The original (i.e. distorted) and distortion-corrected forward and reverse GE-, SE-, and DW-EPIs and FA maps are shown in Fig. 4. In forward SE- and corresponding DW-EPI, strongly stretched geometric distortions are visible near boundaries in anterior regions and slightly compressed distortions near the ventricles (see yellow arrows in Fig. 4II second row of enlarged images), and vice versa in the reverse SE- and DW-EPIs, resulting in equivalently distorted FA maps (see red arrows in Fig. 4II bottom row). After the proposed distortion correction, the EPIs and FA maps matched well with the reference image without distortions. In contrast to the SE-EPI pair, very different image intensity appears in the GE-EPI pair, especially near the anterior edge of the brain due to strong signal dropouts in the reverse GE-EPI. Nevertheless, the proposed distortion correction performed very well even in GE-EPIs (see arrows in Fig. 4II first row of enlarged images). Although loss of spatial information due to compressions cannot be recovered by the distortion correction as shown in the distortion-corrected forward and reverse GE-EPIs and FA maps, the proposed weighted combination of EPIs allows generating a final GE-EPI and FA map with efficient spatial information (see WC in Fig. 4I and 4II).
An identical slice was chosen for SE- and DW-EPIs and corresponding FA maps. Weighted combination (WC) of the two distortion-corrected images was carried out using the proposed weighting maps (n = 2) and a final FA map was calculated based on final SE- and DW-EPIs. Green contours calculated from the SE-reference image (SE-ref.) were overlaid onto the enlarged images (II) of the anterior regions of the full FOV images (I). In the enlarged images of GE-EPIs, two blood vessels in the anterior regions of the GE-reference image (GE-ref) are used as landmarks to verify the correction fidelity.
Fig. 5 shows weighting maps calculated from the EPI-PSF kernels.
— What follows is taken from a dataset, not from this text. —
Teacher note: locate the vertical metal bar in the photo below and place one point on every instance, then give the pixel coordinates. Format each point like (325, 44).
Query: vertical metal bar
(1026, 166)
Since the EPI-PSF kernel contains information about both blurring and shift of the PSF due to distortions, the correction procedure considers these effects in calculating the weighting maps. For example, image blurring occurs along the PE direction in the acquired EPI due to the use of a partial Fourier factor of 6/8 together with zero-filling for the image reconstruction. Since the PSF blurring is usually larger near structure boundaries, such as tissue/tissue, tissue/vessels, tissue/ventricles, or tissue/air boundaries in the brain, the locally measured weightings are similar in both maps, as shown in Fig. 5A and 5B. In contrast, weightings due to PSF shifts vary more smoothly (or on global scale) within the slice. Since the protocols were identical with exception of the reversed PE gradient in the EPI measurement, the effects of the PSF shift, but not blurring, are reversed on the weighting maps. Therefore, as shown in the weighting ratio image (Fig. 5C) in logarithmic scale, the effects of PSF shifts are mainly accounted for in the combination process. Compared to the reverse EPI image, the forward EPI image introduces 64 times higher contribution (loge8n = n×2.16, n = 2) to the combined image in the anterior regions (see arrows in Fig. 5) and lower contribution near ventricle regions when the combination process is performed.
Fig. 6 shows that the proposed weighted summation results in higher effective resolution of the final FA map. As an example, the frontal white matter structure in the reverse distortion-corrected FA map was not resolved due to strong compression (see line profile between pixel 13 and 23 in Fig. 6A-i). The loss of spatial resolution was better recovered with weighted averages (n≠0) rather than a simple average (n = 0). Under the assumption that the spatial resolution in the stretched areas is more reliable, meaningful FA values from forward images were retained in the final FA map when n was 2 or larger. For such values of n, the combined map contains signal mainly from one of the two acquisitions in strongly distorted regions with loss of spatial information, as shown in SNR map of the combined image (Fig. 6B). There was only a very small incremental difference (less than 2%) for higher values of n (Fig. 6A-ii).
(a) Final FA and (b) corresponding relative SNR map with suitable n = 2 gained relative to the source scans; the line profile in (a) is taken along the white arrow; the red-contours mark areas corresponding to exactly same ROIs in where derivatives of pixel shifts are more than 0.5 pixel, (a-i) line profiles obtained from six FA maps, which include forward (F) and reverse (R) FA maps with DiCo and four final FA maps with different weighting exponents (n = 0, 1, 2, and 3), (a-ii) mean differences (in %) within red ROIs between five final FA maps with different weighting exponents (n = 0, 1, 2, 3, and 4) calculated using Eq. 8. Note that the mean difference of 16% was measured between FA maps obtained by simple (n = 0) and weighted averages (n = 1), which corresponds to n = 0 in (a-ii).
Severe geometric distortions vary significantly not only within transverse slices, but also across the slices in a volume. For demonstration purposes, a sagittal reformation of the entire volume (80 slices) was selected, as shown in Fig. 7. Strongly compressed and stretched distortions appear across the slices respectively near upper and bottom boundaries of prefrontal lobe in the forward EPI and vice versa in the reverse EPI. Correspondingly, loss of spatial information occurred in the affected regions of the distortion corrected FA maps (FA map (F) and (R) in Fig. 7) although distortion correction with the proposed method performed very well in both images even in the compressed regions (DiCo (F) and (R) in Fig. 7). Again, the problem can be resolved well by the weighted combination of the two images after the proposed distortion correction, as shown in the final FA map with weighted average (see FA map (WC) in Fig. 7).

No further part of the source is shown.